Though the answers would help her defense, they weren’t ones Bennie welcomed.

32

“Where have you been, Bennie?” Grady asked, turning from the mirror in the bathroom. The unhappy downturn to his mouth was illuminated by a bare bulb hanging from a wire in the ceiling. His hair dripped from his morning shower and was still soggy at its curling ends. “It’s six in the morning. You were out all night.”

“I was working on Connolly.” Bennie stood in the center dim hall, still awaiting a light fixture.

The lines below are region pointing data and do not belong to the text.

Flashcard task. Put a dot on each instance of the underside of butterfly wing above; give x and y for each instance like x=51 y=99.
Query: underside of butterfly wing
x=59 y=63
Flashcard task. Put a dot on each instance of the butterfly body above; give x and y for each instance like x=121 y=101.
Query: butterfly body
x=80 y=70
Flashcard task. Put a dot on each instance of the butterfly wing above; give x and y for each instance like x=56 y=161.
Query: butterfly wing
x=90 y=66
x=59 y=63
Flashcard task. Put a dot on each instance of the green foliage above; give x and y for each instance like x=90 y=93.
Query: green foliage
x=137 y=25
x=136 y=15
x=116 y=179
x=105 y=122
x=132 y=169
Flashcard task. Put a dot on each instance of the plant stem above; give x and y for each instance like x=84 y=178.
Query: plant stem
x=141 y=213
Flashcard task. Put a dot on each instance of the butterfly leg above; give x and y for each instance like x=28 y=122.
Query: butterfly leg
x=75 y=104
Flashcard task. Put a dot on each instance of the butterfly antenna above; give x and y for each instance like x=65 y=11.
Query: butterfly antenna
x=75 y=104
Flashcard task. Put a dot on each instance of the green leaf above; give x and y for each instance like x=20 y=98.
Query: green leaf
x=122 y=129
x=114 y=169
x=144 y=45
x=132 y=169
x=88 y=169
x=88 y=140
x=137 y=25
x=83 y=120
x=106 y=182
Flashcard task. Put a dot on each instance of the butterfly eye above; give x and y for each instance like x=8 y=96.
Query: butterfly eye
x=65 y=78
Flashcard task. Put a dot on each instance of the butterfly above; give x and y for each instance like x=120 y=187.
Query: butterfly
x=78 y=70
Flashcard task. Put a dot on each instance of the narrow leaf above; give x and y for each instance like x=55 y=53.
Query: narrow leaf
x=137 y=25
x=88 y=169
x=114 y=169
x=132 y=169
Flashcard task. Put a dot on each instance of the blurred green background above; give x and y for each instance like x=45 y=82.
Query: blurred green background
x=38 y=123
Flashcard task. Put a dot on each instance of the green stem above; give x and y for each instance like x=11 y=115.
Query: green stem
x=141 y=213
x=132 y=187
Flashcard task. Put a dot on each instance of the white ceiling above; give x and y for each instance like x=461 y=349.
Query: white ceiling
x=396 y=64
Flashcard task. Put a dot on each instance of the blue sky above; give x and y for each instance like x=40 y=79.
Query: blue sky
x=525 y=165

A spray of black wires sprung from the ceiling like an electrical spider, for which Bennie was momentarily grateful. Grady wouldn’t be able to see Connolly’s haircut in the dark.

“Where were you working? You weren’t at the office. I called and got your voice mail.”

“I was at the crime scene. Where you off to, so early?”

“I have to be in King of Prussia by eight o’clock.” Grady gave the Goody comb a shake and set it down. He was dressed for work in a light gray suit, white oxford shirt, and flowered Liberty tie. “The merger is on again and the venture capitalists want more changes. I don’t know when we’re gonna close. Also, the plumber never showed to put in the kitchen sink. The key was where you left it.”

“Wonderful.” Bennie scratched Bear’s head as he sat at a floppy heel. “I have no time to call him.”

“I’ll do it. You get too damn crazy.”

“Thanks. You finished in the bathroom? I need to shower. I have to get back to work.” Bennie kicked off her pumps and Bear ambled off to sniff one.

“I see the press is smelling blood.” Grady looked sympathetic. “You were all over the news on the radio. They’re reporting that Connolly is your twin. Who do you think leaked that?”

“God knows.” Bennie slipped off her jacket and blouse in the dark, shimmied out of her skirt, and dropped the entire outfit in a pile on the hall floor. “Hang tough. It’s gonna get worse.”

“Hey, did you get your hair cut or something?” Grady came over, squinting. They stood in the hall together, and Bennie hoped it was dark enough to conceal traces of her Connolly makeup, which she had wiped off. “I thought you liked it long,” he said. “I do, too.”

“I needed a change.”

“Well, I can’t see your hair too well,” Grady said, fingering a strand. “But the rest of you looks pretty good.” He gentled her into a kiss, cuddling her in his jacket. She would have lingered in his arms, but she broke the embrace, feeling vaguely undeserving.

“I have to get going. Sorry.” Bennie put her head down and flicked off the light switch to hide her hair before she entered the bathroom.

But Grady stayed at the threshold. “Making any progress?”

“I hired an investigator,” she offered, fully aware it was the least significant event of yesterday. Funny how one material omission could lead to another. Maybe not so funny. Bennie bent over the sink and twisted on the warm water, then soaped up her hands with an amber bar of Neutrogena. “Now, don’t you have work to do? Software companies to merge and acquire?”

“Did you see what I left you on the dining room table? I got some information about DNA testing from a lab down in Virginia. I found them on the Internet and they faxed me the application. The test costs about three hundred bucks and it’s confidential. I think you should do it.”

“DNA?” She lathered up and buried her face in warm water. “I’d feel funny about that.”

“Why? It’s reliable. I gave ’em a call and a researcher explained the whole process. They cut the DNA from the two blood samples and count the VNTRs, whatever they are. Identical twins have an unusually high number of matches of VNTRs. The test proves if someone is really your identical twin.”

“I’m supposed to take Connolly’s blood?” Bennie said, then caught herself wondering if she’d done that once already, in the womb. She splashed water on her cheeks.